= Simurobi Gele'alo =

Simurobi Gele'alo is one of the Districts of Ethiopia, or woredas, in the Afar Region of Ethiopia. Part of the Administrative Zone 5, Simurobi Gele'alo is located near the base of the eastern escarpment of the Ethiopian Highlands, and bordered on the west by the Amhara Region, on the north by Hadele Ele, and on the east and south by the Administrative Zone 3; the Awash River defines a part of the southern end of the eastern boundary of this woreda with Administrative Zone 3. The major settlement in this woreda is Kumame.

To combat the chronic poverty in this woreda, FARM-Africa has sponsored projects in two kebeles that are expected to benefit 4,169 people directly, and a further 60,000 people will benefit from the availability of improved animal health care from animal health workers trained by FARM-Africa.

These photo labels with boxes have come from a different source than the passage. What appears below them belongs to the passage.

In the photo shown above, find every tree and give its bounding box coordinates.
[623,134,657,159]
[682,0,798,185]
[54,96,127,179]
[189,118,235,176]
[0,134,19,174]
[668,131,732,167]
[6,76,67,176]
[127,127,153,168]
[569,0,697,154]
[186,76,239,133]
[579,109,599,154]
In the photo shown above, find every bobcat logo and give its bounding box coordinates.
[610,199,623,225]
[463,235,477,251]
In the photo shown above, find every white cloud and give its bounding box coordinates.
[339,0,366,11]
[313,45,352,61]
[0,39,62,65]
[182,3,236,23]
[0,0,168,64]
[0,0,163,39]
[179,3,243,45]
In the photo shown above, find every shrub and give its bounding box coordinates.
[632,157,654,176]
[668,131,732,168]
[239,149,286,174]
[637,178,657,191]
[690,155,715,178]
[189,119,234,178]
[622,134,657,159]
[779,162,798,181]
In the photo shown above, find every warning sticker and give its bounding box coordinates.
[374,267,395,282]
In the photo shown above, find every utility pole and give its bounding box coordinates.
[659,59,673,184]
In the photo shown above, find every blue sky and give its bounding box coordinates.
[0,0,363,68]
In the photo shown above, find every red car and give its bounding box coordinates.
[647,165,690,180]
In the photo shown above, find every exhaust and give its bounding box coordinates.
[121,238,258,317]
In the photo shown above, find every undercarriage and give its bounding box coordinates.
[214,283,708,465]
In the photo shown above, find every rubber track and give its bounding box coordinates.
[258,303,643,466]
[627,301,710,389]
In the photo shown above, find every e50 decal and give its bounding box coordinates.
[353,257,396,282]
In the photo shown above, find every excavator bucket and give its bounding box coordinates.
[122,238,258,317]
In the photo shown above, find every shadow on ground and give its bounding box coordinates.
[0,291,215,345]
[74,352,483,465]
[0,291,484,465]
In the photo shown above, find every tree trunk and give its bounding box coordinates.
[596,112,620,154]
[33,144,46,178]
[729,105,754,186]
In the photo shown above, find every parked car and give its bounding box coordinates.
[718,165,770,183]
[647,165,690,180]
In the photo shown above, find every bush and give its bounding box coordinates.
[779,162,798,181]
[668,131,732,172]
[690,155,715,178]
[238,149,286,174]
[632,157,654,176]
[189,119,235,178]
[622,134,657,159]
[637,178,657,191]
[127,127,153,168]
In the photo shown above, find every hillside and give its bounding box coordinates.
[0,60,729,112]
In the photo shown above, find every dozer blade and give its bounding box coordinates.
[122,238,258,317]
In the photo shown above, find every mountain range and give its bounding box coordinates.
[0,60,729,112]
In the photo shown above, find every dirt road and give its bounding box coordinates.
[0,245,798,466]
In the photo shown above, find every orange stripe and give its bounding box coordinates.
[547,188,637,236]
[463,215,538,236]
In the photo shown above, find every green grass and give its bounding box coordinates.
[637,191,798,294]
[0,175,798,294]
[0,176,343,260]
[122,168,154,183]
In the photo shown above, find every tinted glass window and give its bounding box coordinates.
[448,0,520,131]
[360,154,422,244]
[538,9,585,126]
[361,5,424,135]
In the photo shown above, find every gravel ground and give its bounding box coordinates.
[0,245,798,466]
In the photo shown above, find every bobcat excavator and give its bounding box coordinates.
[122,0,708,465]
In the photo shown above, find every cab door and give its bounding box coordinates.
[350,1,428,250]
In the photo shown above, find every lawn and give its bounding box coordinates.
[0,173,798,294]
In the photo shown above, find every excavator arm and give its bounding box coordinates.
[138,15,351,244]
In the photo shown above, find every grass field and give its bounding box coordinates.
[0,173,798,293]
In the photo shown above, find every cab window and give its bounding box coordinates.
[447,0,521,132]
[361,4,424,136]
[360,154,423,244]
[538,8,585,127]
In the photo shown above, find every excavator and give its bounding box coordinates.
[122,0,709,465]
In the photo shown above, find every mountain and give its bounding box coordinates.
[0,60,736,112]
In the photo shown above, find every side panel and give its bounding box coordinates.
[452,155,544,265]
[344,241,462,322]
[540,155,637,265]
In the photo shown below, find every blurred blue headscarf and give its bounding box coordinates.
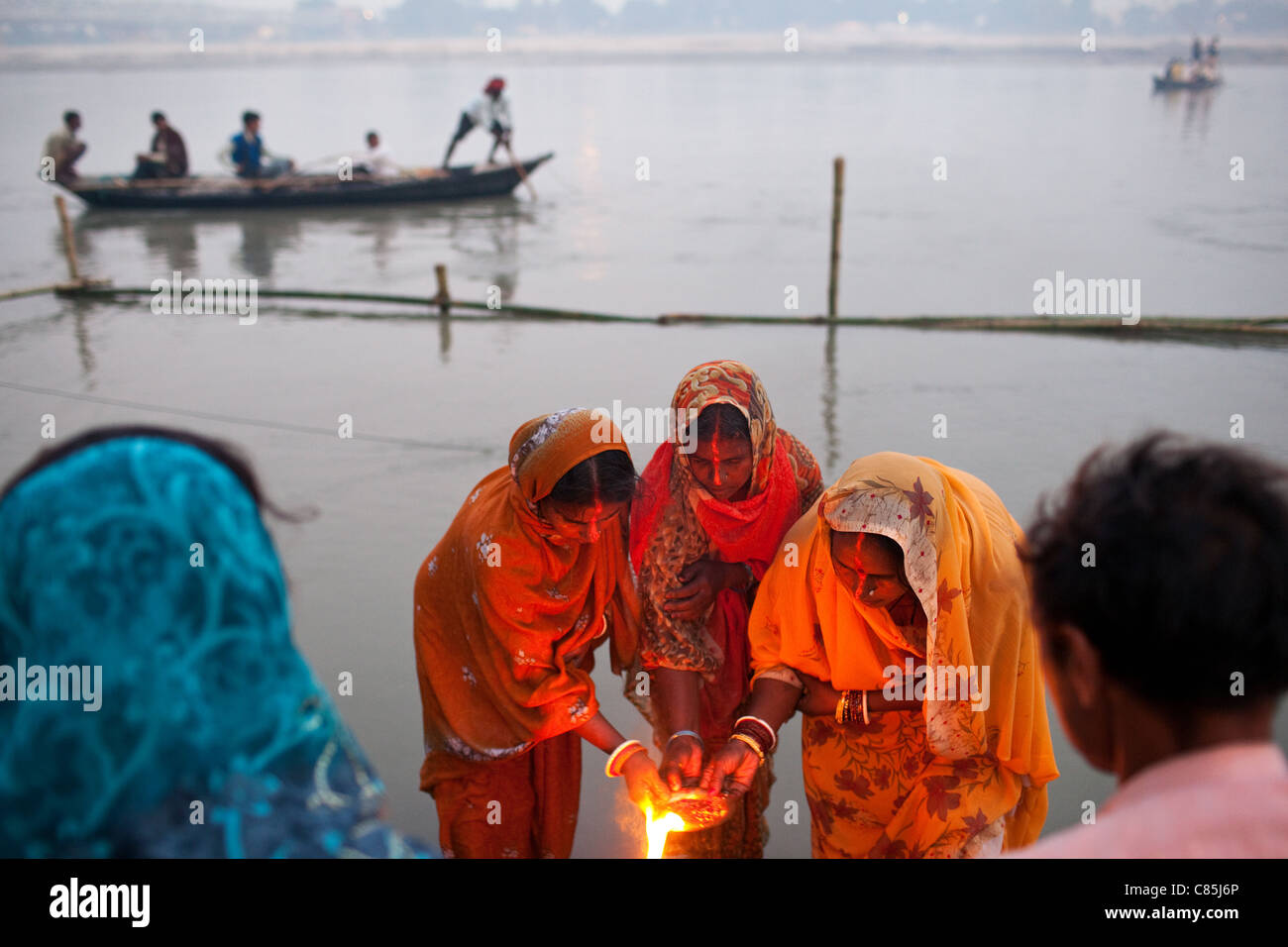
[0,436,426,857]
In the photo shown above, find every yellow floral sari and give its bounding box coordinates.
[748,454,1059,858]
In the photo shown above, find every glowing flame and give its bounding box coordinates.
[644,805,684,858]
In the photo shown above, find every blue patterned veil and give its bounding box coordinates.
[0,436,425,857]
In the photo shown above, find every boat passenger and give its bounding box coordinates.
[353,132,402,177]
[443,76,514,167]
[134,112,188,180]
[413,408,670,858]
[1019,434,1288,860]
[0,428,428,858]
[42,111,89,183]
[219,112,295,177]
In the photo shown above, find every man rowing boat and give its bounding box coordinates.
[42,112,89,184]
[443,76,514,167]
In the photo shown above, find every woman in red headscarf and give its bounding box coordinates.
[415,408,669,858]
[627,361,823,858]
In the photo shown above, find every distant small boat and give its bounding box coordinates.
[59,152,554,210]
[1154,76,1221,91]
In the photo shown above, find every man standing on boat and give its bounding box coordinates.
[42,112,89,183]
[134,112,188,180]
[443,76,514,167]
[220,112,295,177]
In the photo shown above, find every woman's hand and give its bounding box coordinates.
[660,734,702,792]
[702,740,760,798]
[796,672,841,716]
[622,751,671,809]
[664,559,746,621]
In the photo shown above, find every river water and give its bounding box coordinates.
[0,56,1288,857]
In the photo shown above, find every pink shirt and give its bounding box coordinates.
[1013,743,1288,858]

Based on the 2007 Census conducted by the Central Statistical Agency of Ethiopia (CSA), this woreda has a total population of 32,023, of whom 17,222 are men and 14,801 women; with an area of 1,448.41 square kilometers (559.23 square miles), Simurobi Gele'alo has a population density of 22.11 people per square kilometer (57.26 people per square mile). While 935 or 2.92% are urban inhabitants, a further 9,722 or 30.36% are pastoralists. A total of 5,206 households were counted in this woreda, which results in an average of 6.2 persons to a household, and 5,283 housing units. 98.66% of the population said they were Muslim, and 1.18% were Orthodox Christians.